Germ Police Patrol Hospitals

Published July 1, 2007

SAN ANTONIO–Like her counterparts at hospitals everywhere, Patti Grota knows it takes more than just rules and guidelines to make sure overworked doctors, nurses, and health workers keep their hands clean and avoid spreading infections among sick patients.

She patrols the wards to see how well people use hand sanitizer between patients and explains to them how they fell short. Report cards go to supervisors. Everyone sits through germ-fighting classes each year.

Then there are the bribes.

“We try to approach it almost from a marketing standpoint,” said Grota, deputy chief of infection control at the South Texas Veterans Health Care System, which operates hospitals in eight cities throughout south Texas. “We give them a little pin, tokens if they’re doing a good job. The medical staff, we actually give them what we call a hand-hygiene gift bag.”

Legislation Advances

Senate Bill 288, which has passed both the [Texas] House and Senate and is headed to the governor, would provide even tougher incentives, making certain hospital-acquired infection rates are public information. Under the bill, sponsored by state Sen. Jane Nelson (R-Lewisville), patients could go online and compare how well hospitals fared in infection control.

“I think it will save lives in the long run,” said Thomas J. DeChant of Austin, whose father, Thomas DeChant, died of Legionnaires’ disease at a San Antonio hospital and whose family lobbied for the bill.

“I also think it will make hospitals become more diligent in working to keep their infection rates down,” DeChant said. “It’s going to possibly isolate where (in the hospital) these infections are coming from, and they’ll be able to nip it that way, too. The public will get to know that. They’ll be able to say, this hospital’s rate is way too high so I’m going to go to this other hospital that’s a little cleaner.”

It’s been a long struggle. About 1840, Hungarian obstetrician Ignaz Semmelweis acted on a hunch and ordered his medical students to wash their hands with chlorinated lime before examining mothers-to-be.

The maternal death rate dropped from 12 percent to 1 percent within two years. His findings triggered such a backlash from colleagues that he resigned and eventually died, of a hospital-acquired infection, in a mental hospital after suffering a nervous breakdown.

Infection Takes Toll

Today, infection control is a complex science, and an obsession in good hospitals.

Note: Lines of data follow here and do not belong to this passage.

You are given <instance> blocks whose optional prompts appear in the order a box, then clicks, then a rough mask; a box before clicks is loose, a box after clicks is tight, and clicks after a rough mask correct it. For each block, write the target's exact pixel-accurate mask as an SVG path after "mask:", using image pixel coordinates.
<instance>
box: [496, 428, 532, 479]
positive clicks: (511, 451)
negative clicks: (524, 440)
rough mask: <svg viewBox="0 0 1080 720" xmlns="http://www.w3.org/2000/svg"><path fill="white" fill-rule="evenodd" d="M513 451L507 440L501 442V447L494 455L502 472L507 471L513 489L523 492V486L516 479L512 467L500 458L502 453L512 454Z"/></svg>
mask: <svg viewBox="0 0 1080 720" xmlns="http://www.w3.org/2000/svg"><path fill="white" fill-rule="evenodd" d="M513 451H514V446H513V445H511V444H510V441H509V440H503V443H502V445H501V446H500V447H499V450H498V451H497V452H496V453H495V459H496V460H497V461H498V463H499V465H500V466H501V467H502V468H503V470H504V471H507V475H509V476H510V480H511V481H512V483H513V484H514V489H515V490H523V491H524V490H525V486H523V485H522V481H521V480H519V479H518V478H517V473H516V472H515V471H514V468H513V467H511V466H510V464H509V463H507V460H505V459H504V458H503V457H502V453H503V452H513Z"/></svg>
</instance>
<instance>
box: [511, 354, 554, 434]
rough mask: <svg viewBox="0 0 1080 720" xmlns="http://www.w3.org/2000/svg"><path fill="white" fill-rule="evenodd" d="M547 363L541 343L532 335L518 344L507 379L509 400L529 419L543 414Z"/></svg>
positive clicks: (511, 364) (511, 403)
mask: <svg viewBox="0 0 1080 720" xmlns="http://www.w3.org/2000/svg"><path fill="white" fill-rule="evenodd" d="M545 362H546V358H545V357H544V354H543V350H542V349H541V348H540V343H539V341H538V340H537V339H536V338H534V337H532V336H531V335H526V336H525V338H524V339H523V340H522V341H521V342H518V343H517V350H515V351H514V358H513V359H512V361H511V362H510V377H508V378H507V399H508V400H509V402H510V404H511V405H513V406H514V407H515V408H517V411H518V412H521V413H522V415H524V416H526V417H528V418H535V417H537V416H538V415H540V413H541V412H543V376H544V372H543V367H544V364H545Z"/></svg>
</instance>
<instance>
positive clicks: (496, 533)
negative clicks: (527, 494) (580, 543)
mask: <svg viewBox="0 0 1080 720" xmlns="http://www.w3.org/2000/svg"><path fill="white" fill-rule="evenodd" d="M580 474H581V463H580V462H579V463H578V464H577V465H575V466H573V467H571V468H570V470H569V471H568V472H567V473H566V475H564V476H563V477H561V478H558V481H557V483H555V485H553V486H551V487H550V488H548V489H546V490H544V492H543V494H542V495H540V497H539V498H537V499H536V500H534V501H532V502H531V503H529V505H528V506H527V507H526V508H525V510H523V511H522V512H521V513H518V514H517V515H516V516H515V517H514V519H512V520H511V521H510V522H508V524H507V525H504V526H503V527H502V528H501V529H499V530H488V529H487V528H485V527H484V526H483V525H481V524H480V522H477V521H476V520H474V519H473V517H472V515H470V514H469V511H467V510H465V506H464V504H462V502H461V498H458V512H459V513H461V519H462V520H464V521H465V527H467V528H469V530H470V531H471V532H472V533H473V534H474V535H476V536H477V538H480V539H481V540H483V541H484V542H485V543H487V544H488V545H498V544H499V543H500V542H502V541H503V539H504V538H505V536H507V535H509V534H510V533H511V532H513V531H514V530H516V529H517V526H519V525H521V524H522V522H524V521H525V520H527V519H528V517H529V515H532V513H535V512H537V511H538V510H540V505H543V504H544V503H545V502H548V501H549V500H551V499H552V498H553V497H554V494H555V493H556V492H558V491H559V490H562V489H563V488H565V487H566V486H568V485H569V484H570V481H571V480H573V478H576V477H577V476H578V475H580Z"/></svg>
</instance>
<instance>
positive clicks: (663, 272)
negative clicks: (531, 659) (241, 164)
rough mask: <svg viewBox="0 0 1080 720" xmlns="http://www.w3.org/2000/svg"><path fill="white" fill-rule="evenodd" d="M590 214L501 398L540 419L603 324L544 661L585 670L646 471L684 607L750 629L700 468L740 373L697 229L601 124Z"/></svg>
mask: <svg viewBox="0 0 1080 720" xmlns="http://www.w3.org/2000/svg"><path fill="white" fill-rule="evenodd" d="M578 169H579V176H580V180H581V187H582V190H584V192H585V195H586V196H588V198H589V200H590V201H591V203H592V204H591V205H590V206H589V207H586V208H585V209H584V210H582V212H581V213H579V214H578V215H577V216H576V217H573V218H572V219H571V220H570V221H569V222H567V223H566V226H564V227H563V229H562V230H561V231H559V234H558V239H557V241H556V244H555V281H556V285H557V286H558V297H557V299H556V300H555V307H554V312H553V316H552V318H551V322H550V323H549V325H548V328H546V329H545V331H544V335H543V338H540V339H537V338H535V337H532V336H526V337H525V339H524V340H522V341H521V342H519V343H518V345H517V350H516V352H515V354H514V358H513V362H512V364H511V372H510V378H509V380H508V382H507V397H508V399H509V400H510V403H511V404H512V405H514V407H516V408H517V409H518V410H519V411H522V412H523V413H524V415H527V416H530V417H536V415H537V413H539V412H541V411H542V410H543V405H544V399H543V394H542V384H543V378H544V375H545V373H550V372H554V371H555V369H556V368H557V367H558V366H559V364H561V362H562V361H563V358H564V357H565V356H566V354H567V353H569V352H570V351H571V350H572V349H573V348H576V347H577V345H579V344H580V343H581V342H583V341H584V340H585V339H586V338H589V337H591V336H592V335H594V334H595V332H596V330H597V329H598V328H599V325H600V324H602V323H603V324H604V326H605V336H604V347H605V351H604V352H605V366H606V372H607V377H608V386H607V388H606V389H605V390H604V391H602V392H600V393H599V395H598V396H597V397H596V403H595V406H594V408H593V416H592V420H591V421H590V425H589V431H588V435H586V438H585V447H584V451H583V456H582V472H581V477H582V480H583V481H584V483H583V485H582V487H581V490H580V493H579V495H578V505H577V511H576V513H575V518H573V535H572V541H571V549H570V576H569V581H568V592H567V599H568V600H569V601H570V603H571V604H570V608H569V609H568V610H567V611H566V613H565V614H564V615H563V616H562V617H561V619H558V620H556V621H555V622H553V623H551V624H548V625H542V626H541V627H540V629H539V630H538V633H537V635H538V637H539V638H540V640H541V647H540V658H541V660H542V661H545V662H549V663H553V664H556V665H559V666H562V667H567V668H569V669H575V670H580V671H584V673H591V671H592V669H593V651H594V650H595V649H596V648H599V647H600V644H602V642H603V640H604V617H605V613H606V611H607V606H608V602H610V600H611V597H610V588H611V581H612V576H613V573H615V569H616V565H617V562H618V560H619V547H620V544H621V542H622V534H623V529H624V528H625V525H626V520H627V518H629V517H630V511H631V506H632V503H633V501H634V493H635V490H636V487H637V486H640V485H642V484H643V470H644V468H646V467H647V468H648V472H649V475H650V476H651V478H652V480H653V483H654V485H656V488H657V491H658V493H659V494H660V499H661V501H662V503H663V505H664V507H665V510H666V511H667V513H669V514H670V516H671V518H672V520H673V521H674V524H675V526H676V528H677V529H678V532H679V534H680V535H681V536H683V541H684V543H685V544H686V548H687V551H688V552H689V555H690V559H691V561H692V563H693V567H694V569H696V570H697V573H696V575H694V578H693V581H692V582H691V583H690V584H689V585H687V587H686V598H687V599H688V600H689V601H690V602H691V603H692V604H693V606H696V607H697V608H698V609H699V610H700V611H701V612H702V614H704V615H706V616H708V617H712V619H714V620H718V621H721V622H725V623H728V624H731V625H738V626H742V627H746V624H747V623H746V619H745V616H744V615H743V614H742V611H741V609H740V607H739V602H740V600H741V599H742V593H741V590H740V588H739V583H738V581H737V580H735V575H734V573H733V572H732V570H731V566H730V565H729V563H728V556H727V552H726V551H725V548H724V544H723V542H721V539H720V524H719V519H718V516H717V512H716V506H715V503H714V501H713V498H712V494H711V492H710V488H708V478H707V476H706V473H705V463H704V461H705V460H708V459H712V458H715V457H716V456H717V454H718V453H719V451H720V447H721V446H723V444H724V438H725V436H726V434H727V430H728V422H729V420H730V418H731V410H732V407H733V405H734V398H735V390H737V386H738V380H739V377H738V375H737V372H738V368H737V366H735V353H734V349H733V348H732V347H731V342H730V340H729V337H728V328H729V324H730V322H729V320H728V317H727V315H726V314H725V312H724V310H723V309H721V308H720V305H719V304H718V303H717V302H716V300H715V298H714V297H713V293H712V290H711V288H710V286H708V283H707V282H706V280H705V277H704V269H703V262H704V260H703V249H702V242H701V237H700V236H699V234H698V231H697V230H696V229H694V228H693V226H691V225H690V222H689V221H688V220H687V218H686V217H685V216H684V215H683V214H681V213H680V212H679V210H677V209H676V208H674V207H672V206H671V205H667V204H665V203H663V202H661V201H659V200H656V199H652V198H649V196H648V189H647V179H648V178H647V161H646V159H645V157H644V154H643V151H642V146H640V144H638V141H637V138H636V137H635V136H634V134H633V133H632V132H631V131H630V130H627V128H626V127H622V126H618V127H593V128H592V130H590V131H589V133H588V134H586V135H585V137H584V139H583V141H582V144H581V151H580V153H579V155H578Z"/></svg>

Still, an estimated 2 million people a year, one in every 20 patients, contract an infection through a health procedure, resulting in 90,000 deaths and costing $4.5 billion, according to the Centers for Disease Control and Prevention.

At least 14 other states have passed laws requiring public reporting by hospitals.

“I think everyone agrees it’s the right thing to do,” said Amanda Engler, a spokeswoman for the Texas Hospital Association, which supported the bill.

“The problem is there’s a right way to do it and a wrong way to do it. And we wanted to make sure we did this the right way so that it’s good data, usable data, it will mean something for consumers, and it will be useful for the hospitals to do benchmarking and really be able to see where they stand and where they need to make improvements.”

Initially, hospitals must report infections that occur during certain types of surgery, bloodstream infections associated with central intravenous lines, and infections that are more common to pediatric hospitals. Even small hospitals that perform few surgeries will have special rules. And the bill would allow more types of infections to be added, said Lisa McGiffert, a health policy analyst with Consumers Union’s regional office in Austin.

“Is it everything I would ever want?” McGiffert said. “No. But it’s got all the elements we feel are important in the bill.”